It occurs to me that I do not want to have to haul all 43 of my library books back to campus at once, so I decided to start taking a few of them back at a time. This was harder than I expected, psychologically. It's not that I have such a deep emotional attachment to most of the books; it's more that even though I am really, truly, officially done with school, I can't shake the nagging feeling that I might need one of those books later.
I understand that I cannot logically have a legitimate scholarly need to keep these books any longer. Even if I wanted to add something or make changes to my thesis, it's too late. It's been filed with ETD. The paper copies have gone to the printer for binding. The ship has sailed, the bridges have burned, the Assistant Dean has signed the paperwork. But at some deep, visceral, almost wordless emotional level, I fear that if I take back Brissenden's Virtue in Distress or Trumpener's Bardic Nationalism or, heaven forbid, Butler's Maria Edgeworth: A Literary Biography, I will somehow discover within a week or two that I need to look up a page number or verify some obscure fact or reference, and the book I need will be gone.

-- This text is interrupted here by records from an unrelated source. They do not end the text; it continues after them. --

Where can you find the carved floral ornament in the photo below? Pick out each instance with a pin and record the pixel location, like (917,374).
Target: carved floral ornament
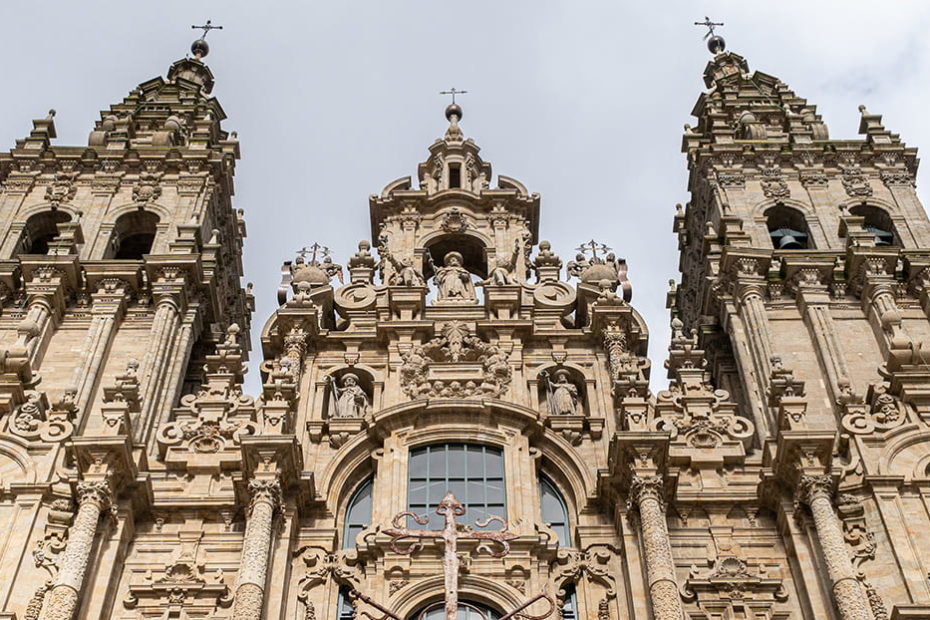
(455,364)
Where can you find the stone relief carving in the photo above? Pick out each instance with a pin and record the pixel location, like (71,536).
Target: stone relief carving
(348,399)
(453,281)
(563,396)
(465,366)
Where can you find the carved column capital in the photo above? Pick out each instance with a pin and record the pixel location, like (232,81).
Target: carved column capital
(644,488)
(265,491)
(810,487)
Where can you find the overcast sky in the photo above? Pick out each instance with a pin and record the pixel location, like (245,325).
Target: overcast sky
(582,101)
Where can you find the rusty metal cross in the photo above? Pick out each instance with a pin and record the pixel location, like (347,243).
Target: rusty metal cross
(593,247)
(453,92)
(206,28)
(710,26)
(450,508)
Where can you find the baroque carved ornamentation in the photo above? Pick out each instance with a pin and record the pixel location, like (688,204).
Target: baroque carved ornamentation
(455,364)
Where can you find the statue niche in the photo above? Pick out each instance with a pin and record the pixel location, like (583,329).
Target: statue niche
(563,395)
(348,399)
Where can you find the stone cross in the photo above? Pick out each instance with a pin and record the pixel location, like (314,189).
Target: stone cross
(313,250)
(710,26)
(206,28)
(450,508)
(453,92)
(593,247)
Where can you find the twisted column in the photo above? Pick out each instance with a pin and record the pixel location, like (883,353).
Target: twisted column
(253,570)
(646,494)
(62,600)
(816,492)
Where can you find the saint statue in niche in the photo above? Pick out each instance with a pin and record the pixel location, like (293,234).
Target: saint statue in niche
(562,394)
(453,281)
(348,400)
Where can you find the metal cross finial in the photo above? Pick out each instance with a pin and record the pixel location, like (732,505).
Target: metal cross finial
(593,247)
(206,28)
(453,92)
(313,250)
(710,26)
(450,508)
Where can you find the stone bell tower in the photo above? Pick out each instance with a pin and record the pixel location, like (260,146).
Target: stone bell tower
(120,263)
(804,280)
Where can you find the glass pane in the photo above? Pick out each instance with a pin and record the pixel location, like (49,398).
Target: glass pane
(456,461)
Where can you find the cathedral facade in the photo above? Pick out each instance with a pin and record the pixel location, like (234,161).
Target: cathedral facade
(454,422)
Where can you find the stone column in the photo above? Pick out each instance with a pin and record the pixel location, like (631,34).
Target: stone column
(106,311)
(256,546)
(816,492)
(61,602)
(646,494)
(158,355)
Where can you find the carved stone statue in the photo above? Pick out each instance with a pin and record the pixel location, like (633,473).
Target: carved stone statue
(348,400)
(404,273)
(502,273)
(453,280)
(563,395)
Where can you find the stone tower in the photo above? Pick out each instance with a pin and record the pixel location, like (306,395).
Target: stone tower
(453,423)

So, baby steps. Tonight I took a deep breath and started by returning the easy ones: the critical editions of Edgeworth's novels and Practical Education, all of which have searchable full versions available online anyway, and Kowaleski-Wallace's Their Fathers' Daughters, which turned out to be less relevant to my project than I had hoped, in spite of the fact that she is one of the few modern critics who have anything at all to say about Helen.